Karena larangan tersebut telah memberikan efek domino negatif terhadap perekonomian nasional, terutama bagi sektor penyaluran tenaga kerja ke luar negeri.
"Larangan pengiriman tenaga kerja ke Timur Tengah sangat merugikan negara secara ekonomi dan masa depan PMI dan keluarganya," kata Wakil Ketua Umum Kadin Indonesia Bidang Perlindungan Pekerja Migran Indonesia (PMI) Nofel Saleh Hilabi dalam keterangannya, Selasa 15 April 2025.
lebih lanjut Nofel menekankan bahwa Kadin Indonesia dan Asosiasi PMI mendesak Presiden Prabowo Subianto mengeluarkan Keppres tentang pencabutan moratorium pada bulan April 2025 dan menerbitkan Perpres pengiriman PMI Timur Tengah.
Kemudian meminta untuk membentuk Satgas PMI Ilegal yang terdiri dari gabungan TNI, Polri, Kadin dan KPK.
Kadin juga meminta pemerintah mengalokasikan APBN Rp3 triliun untuk pelatihan ekspres PMI. Lalu aktivasi lima koridor khusus: Jeddah, Dubai, Doha, Kuwait, dan Manamah.
Nofel juga mendesak untuk menggantikan moratorium dengan program
zero cost placement dan pelatihan keterampilan.
"Ini bukan pilihan tapi keharusan untuk secepatnya mencabut moratorium. Setiap hari moratorium tetap berlaku maka sejatinya Indonesia rugi Rp500 miliar dan 1.200 PMI jadi korban
trafficking," kata Nofel.
Nofel menyebut potensi devisa Timur Tengah mencapai Rp400 triliun per tahun jika moratorium dicabut.

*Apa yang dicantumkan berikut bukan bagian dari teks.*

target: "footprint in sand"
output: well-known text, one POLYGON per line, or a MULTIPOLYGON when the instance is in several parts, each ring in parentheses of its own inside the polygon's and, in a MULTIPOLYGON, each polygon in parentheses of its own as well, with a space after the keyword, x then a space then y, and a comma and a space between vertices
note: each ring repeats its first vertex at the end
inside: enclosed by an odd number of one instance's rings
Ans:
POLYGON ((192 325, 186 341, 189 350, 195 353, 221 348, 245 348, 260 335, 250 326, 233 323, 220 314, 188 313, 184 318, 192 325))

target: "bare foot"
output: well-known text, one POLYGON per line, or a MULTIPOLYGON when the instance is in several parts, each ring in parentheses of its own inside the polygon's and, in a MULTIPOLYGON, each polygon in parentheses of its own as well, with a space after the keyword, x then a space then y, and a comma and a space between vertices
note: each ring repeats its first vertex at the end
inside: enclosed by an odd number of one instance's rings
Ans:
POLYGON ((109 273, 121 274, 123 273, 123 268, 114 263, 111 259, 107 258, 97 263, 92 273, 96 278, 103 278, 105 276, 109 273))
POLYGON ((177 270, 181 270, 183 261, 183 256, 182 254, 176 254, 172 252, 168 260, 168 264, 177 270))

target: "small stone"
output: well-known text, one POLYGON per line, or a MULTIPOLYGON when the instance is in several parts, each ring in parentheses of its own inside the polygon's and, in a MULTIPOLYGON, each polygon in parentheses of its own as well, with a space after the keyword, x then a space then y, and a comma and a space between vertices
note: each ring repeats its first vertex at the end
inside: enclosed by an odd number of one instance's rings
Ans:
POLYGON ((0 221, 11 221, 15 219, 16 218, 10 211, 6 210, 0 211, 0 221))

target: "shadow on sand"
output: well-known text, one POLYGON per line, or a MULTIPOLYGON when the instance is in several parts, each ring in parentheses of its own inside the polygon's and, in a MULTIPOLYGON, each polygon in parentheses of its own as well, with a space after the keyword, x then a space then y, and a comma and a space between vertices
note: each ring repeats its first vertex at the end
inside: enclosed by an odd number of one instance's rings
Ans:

"Kemudian diproyeksikan pengiriman 600 ribu PMI ini dapat menghasilkan devisa Rp 48,6 triliun," kata Nofel.
Data menyebutkan bahwa Indonesia harus mengakui negara di kawasan Asean yakni Vietnam dan Filipina yang unggul jauh dalam pengiriman PMI resmi hingga mampu mendulang devisa besar.